By Clay Horning
NORMAN – As Oklahoma’s players locked arms around the pitching circle, coming together for what passed as a celebration following Saturday’s 7-1 NCAA Super Regional-clinching victory over Arizona, three gloves remained near second base.
One was just in the outfield grass, one was near the bag and the other was a few feet toward third base. So maybe three Sooners threw their gloves in the air after Keilani Ricketts got Karissa Buchanan to bounce into the game’s final out.
There was, however, no huge outpouring. There was no show of outsized relief nor gratification for what they had done.
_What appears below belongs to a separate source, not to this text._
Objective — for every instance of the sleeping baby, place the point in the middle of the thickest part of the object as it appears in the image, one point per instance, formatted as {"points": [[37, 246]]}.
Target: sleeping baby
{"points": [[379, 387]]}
Because all they had done was exactly what they thought they would do.
Later, Ricketts, Lauren Chamberlain and Jessica Shults, the murderers’ row that is the meat of OU’s batting order, were asked if they made plans to handle reaching a second straight Women’s College World Series so coolly.
“It just kind of happened,” said Chamberlain, who hit her 27th home run in the sixth inning, one inning after Shults hit her 19th.
Or didn’t happen.
“You didn’t see a lot of dogpiling out there,” Sooner coach Patty Gasso said. “I think it’s because this team knows there’s one dogpile they’re saving it for.”
That’s what it looks like.
A year ago, the Sooners were built to make a splash and did so by topping Arizona back-to-back in Tucson to reach the World Series for the first time since 2004.
This time, they’re built for more.
Ricketts proved it in the circle.
“Last year, when we made it to the World Series, we were celebrating and it was kind of like we didn’t know what to do once we got to the World Series,” she said. “This year, we made our goal bigger to try to do better than last year and I think we’re ready to keep it.”
Saturday, she allowed three hits, walked only one and struck out 13, including a run of nine straight that began in the second inning just as Arizona opened its first and only super regional frame by getting its first two batters aboard. All of that, and her earned run average dropped to 0.99. The only run she allowed was unearned.
A power pitcher, she had the Wildcats waving at breaking balls they could hardly reach.
“She went out there and knew what she wanted to do,” said Shults, her catcher. “She was out there and didn’t want to get denied. I think the team really felt that.”